GREAT CASTERTON, St. Peter & St. Paul (TF 001 088), RUTLAND. (Bedrock: Middle Jurassic, Lower Lincolnshire Limestone.)
A largely thirteenth century church in which the poet, John Clare (1793-1864), was married.
This is the parish from which Casterton (or Stanford) stone was formerly dug - one of a number of important local variants of the Lincolnshire Limestone from the Middle Jurassic Series, this particular bed having been used, for example, for the construction of the aisles and S. porch at St. Peter & St. Paul's church, Lavenham (Suffolk), some seventy miles to the southeast. Casterton stone is very similar to Ketton stone but slightly browner in colour and less regular in texture. It is still a very fine material, however, which takes carving extremely well.
Great
Casterton church
is a building in chiefly thirteenth century style, to which either the late
fourteenth or, more probably, early fifteenth century has added a short
Perpendicular W. tower, erected inside the W. bay of the
pre-existing nave. However, the earlier work is not all of a
piece, for the aisle arcades (although both look early within the century)
are not identical in form, and the chancel has clearly been taken to its
present length in two building phases, as may be seen immediately from
the external masonry. Notes in the church describe the eastward
extension of the chancel as contemporary with the tower, but surely that
cannot be right, for the two lancets in the E. wall
do not appear to be re-set and both they and the three conjoined stepped
lancets towards the east end of the S. wall, seem so entirely
conformable with the Early English style that it
is almost inconceivable that a late fourteenth century mason could (or
would have wished to) have fashioned them. The N. and S. arcades are
each composed of two arches which are still round (see the S. arcade,
below left)
and bear two flat-chamfered mouldings springing from a circular central
pier and semicircular responds. However, the capitals differ north
to south, and although in their
present state they appear re-tooled or renewed, if they do retain their
original form, then the N. arcade capitals are reminiscent of water
The aisles are now lit only by lancets to the east and by a three-light window each to the north and south, with new intersecting tracery. The chancel is lit by: (i) a N. lancet towards the west; (ii) a S. lancet opposite and, further east, the window described above, formed of three stepped lancets; and (iii) two widely spaced E. lancets, each with an order of shafts with leaf volute capitals, supporting a keeled roll. In the gable above, a panel set in a recess surrounded by another keeled roll, features the carved figure of a bearded man, probably intended to represent St. Peter. (See the photograph, left.)
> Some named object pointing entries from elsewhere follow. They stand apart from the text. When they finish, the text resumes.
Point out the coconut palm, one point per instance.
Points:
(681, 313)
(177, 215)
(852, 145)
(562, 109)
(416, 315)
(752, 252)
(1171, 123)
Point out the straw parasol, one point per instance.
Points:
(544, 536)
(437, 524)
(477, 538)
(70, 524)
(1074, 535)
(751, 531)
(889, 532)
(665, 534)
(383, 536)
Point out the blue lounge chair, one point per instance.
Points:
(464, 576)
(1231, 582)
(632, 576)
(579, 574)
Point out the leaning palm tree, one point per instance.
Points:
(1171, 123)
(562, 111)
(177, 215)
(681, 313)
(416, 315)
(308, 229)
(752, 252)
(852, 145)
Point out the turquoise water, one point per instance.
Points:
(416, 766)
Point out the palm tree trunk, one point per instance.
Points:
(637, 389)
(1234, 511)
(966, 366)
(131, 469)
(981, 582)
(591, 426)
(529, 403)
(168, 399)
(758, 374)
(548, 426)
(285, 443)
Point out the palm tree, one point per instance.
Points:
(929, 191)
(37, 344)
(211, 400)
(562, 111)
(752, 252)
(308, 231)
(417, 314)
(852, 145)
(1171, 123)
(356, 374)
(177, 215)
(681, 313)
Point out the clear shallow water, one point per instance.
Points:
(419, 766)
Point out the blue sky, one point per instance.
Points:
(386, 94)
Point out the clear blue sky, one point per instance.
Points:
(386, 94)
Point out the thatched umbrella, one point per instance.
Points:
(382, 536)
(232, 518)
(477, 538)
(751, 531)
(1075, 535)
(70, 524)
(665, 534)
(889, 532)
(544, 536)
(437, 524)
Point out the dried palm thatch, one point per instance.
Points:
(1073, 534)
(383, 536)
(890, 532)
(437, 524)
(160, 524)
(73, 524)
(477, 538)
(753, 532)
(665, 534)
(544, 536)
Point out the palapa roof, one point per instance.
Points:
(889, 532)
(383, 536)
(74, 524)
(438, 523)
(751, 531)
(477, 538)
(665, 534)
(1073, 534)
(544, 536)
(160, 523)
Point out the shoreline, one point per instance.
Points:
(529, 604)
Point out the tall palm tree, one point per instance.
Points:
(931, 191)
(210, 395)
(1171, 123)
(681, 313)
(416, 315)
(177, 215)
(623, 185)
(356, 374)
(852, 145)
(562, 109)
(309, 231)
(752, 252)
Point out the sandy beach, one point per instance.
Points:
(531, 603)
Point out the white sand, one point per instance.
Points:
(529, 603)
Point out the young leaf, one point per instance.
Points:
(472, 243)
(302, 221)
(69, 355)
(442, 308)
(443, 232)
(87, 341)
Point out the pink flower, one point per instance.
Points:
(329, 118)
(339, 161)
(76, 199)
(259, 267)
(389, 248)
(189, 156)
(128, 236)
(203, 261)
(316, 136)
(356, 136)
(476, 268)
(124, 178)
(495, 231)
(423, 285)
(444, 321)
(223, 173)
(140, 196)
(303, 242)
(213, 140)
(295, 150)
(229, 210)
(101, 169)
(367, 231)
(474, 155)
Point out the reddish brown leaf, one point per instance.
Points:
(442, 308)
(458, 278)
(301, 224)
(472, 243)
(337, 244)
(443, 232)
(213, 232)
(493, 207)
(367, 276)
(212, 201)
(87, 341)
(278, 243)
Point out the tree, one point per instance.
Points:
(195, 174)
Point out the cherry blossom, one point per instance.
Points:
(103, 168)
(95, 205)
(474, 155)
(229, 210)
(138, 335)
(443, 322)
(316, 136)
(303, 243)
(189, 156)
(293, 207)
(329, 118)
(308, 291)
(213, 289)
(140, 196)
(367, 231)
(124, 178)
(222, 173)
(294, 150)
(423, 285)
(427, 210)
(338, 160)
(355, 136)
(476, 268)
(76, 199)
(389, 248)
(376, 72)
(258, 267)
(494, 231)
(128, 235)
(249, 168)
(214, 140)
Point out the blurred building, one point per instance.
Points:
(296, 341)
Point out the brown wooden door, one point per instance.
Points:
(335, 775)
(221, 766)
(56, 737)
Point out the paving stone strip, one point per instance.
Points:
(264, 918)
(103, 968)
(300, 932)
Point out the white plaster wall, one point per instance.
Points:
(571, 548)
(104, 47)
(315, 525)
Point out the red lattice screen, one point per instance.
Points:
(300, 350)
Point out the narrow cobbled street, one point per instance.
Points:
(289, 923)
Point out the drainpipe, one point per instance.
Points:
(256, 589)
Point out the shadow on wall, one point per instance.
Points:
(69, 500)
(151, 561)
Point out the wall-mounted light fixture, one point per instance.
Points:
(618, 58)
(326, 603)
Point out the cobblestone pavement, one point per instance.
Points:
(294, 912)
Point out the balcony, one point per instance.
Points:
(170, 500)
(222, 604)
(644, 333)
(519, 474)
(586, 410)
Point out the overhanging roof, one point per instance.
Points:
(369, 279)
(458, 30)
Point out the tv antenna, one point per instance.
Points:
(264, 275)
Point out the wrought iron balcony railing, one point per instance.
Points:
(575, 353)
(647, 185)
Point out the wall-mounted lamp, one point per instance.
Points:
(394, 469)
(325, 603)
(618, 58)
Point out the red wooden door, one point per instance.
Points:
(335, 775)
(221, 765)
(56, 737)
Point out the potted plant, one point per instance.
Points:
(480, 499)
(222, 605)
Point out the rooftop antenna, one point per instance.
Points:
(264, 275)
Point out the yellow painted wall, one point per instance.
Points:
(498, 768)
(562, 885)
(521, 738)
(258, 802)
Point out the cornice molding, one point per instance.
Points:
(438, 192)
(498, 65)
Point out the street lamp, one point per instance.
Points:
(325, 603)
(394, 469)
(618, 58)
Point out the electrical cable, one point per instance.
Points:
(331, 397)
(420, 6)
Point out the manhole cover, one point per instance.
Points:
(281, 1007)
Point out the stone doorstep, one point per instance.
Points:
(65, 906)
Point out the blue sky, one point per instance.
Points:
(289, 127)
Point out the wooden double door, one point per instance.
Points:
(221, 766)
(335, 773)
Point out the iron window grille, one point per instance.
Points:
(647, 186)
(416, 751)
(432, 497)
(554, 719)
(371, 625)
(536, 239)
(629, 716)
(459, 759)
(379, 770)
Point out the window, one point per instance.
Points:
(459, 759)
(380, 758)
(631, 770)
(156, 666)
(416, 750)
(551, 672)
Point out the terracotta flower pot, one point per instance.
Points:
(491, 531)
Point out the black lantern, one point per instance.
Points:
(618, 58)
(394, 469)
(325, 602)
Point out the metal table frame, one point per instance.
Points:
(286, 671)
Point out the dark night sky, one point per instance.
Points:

Inside the chancel, the N. and S. walls contain four square recesses that act as aumbries, two each to the north and south, the former with doors. The double-flat-chamfered chancel arch springs from semi-octagonal responds with badly mutilated capitals, perhaps as the consequence of cutting back when an erstwhile rood screen was fitted. The large but windowless S. porch is also thirteenth century work, with its double-flat-chamfered outer doorway supported on semi-circular responds with stiff leaf capitals and its single-flat-chamfered inner doorway with very worn head label stop to the right.
The more significant furnishings of the church may quite quickly be described. The nave S. wall has two tomb recesses towards the east, one outside and one in, both with roll mouldings with fillets above and nameless effigies beneath. The chancel S. wall has an external monument in line with the sanctuary, with an architectural surround featuring putti above and below, commemorating Vincent Wing, who died in 1776. The font, in the west end of the nave, must surely be a survival from an earlier Norman church, and consists of a large square bowl, slightly bevelled towards the ground, with carved lozenges on the sides.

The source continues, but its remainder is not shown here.